Carlo Stuparich (3 agosto 1894 – 30 maggio 1916) nacque a Trieste, allora territorio asburgico, fratello minore del più celebre Giani che seguì a Firenze per studiare Lettere all’Università. Decisiva per la sua formazione fu la frequentazione dell’ambiente culturale che si raccoglieva intorno alla rivista “La Voce”.
Fervente irredentista, allo scoppio del primo conflitto mondiale, partì volontario per il fronte. Durante un’azione, trovatosi isolato rispetto ai suoi compagni, per non cadere prigioniero degli austriaci, decise di togliersi la vita. Ancora non aveva compiuto i ventidue anni.
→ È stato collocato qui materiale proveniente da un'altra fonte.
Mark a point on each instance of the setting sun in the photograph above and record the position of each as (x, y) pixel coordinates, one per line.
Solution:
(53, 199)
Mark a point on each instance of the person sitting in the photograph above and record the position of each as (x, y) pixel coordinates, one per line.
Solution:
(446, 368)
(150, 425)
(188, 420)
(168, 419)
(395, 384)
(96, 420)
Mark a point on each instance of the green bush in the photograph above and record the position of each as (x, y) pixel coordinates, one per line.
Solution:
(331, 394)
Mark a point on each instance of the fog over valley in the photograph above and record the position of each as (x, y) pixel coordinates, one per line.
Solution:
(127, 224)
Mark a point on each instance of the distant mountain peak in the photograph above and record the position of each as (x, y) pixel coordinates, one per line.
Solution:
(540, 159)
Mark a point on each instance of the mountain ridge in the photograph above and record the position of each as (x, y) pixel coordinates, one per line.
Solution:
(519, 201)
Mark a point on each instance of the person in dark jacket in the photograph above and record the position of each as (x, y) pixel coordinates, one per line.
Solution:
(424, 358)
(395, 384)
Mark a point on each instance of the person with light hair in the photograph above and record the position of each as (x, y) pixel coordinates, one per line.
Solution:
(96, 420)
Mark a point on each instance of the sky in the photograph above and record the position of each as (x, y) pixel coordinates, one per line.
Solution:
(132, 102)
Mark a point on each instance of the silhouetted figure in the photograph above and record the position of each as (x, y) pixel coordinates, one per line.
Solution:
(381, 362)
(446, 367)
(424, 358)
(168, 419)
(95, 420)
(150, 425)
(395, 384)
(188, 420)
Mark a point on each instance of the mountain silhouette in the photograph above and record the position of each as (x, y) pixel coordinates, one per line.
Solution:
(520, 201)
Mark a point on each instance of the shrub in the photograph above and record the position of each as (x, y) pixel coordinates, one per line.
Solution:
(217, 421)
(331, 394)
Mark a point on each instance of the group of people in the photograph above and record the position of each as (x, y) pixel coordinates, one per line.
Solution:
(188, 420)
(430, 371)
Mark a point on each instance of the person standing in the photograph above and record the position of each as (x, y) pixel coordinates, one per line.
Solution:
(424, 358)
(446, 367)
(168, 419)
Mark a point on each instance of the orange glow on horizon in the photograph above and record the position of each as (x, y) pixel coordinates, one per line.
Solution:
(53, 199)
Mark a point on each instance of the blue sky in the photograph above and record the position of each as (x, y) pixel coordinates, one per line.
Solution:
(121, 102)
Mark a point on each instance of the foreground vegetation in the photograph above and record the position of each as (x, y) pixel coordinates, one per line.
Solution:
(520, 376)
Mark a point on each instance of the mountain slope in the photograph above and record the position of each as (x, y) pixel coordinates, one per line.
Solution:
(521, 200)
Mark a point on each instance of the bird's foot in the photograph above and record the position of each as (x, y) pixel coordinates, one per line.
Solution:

Immediatamente dopo la fine della guerra il fratello decise di raccogliere e dare alle stampe i suoi scritti, in prosa e versi. Ne nacque il volume «Cose e ombre di uno» (“La Voce”, Roma 1919). Scrive Giani Stuparich nella commossa prefazione: «Ma come è legittimo riconoscere che questo virgulto stroncato nel suo pieno crescere prometteva di farsi pianta magnifica, così non è giusto sformare con le lenti illusorie del “sarebbe stato” la realtà di ciò che è stato effettivamente. Tanto più che questa realtà, così come è, basta a sé stessa ed ha una luniinosità ed una grandezza tutte proprie: contropesarla con un immaginario prolungamento, sarebbe diminuirla. La giustificazione della raccolta è qui».
Nel 1968 il libro (che già aveva avuto una seconda edizione, presso Treves, nel 1933) è stato ripubblicato da Salvatore Sciascia Editore con un’appendice di inediti. Più recente è una selezione di pagine scelte data alle stampe nel 2001, a cura di Fulvio Salimbeni, dal triestino Istituto Giuliano di Storia, Cultura e Documentazione. E più recente ancora la ristampa dell’opera, nel 2006, presso la Ibiskos Editrice Risolo di Empoli, con una introduzione di Enrico Nistri.
Questo e pochissimo altro ci resta di Carlo Stuparich. ma a tenerne viva la memoria provvide Giani anche dedicandogli il libro «Colloqui con mio fratello» (Treves, Milano 1925).